When I watched The English Patient this time over break, I was struck that technology simply allows creators a more varied palette of colors from which to choose. But, art springs from the soul, not from the technology.  An artist must see ahead of the brush, the camera lenses, the screen to capture that which will move the audience. The English Patient represents an ecosystem of artistry at work; cinematography, score, narration, setting of scenes, dialogue. In my opinion, it may be one of the most painfully perfect films ever made, not because of the technology that allowed it to become a movie, but because of the capability of humans to make visible to others what they otherwise would not see.

In our lives as educators, we learn to filter others, to render some things invisible. The English Patient gives me pause to consider our capabilities to see each frame of the school day as an opportunity to create, to make visible that which we now filter, to activate a camera bag of lenses in our work. The technology at our fingertips can expand visibility, but it can’t force us to see.


Over this break, I have considered noise, listened to it unfold on channels that never cease pouring trivia of the world into our lives in a circadian rhythm of news and reality shows by which we tell time. I’ve also watched the noise we create on a social media path of circular logic along which we tell and retell the same arguments for and against just about everything.

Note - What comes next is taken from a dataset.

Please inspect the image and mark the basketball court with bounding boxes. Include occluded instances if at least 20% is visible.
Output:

As I sought silence along the edges of a town that sits on white sand, sand which lingered for millions of years under Jurassic ocean waters, I thought about the learning evolution of humans from image to oral story to pressed print to screen to search to image to story.  The whisper of a teen poet on HBO, the ghostly hands of Hiroshima, and each perfect frame of The English Patient reminds me that when I subtract the noise, I rediscover the value of the silent, reflective pause as critical in the cycle of learning. That was the gift of this break.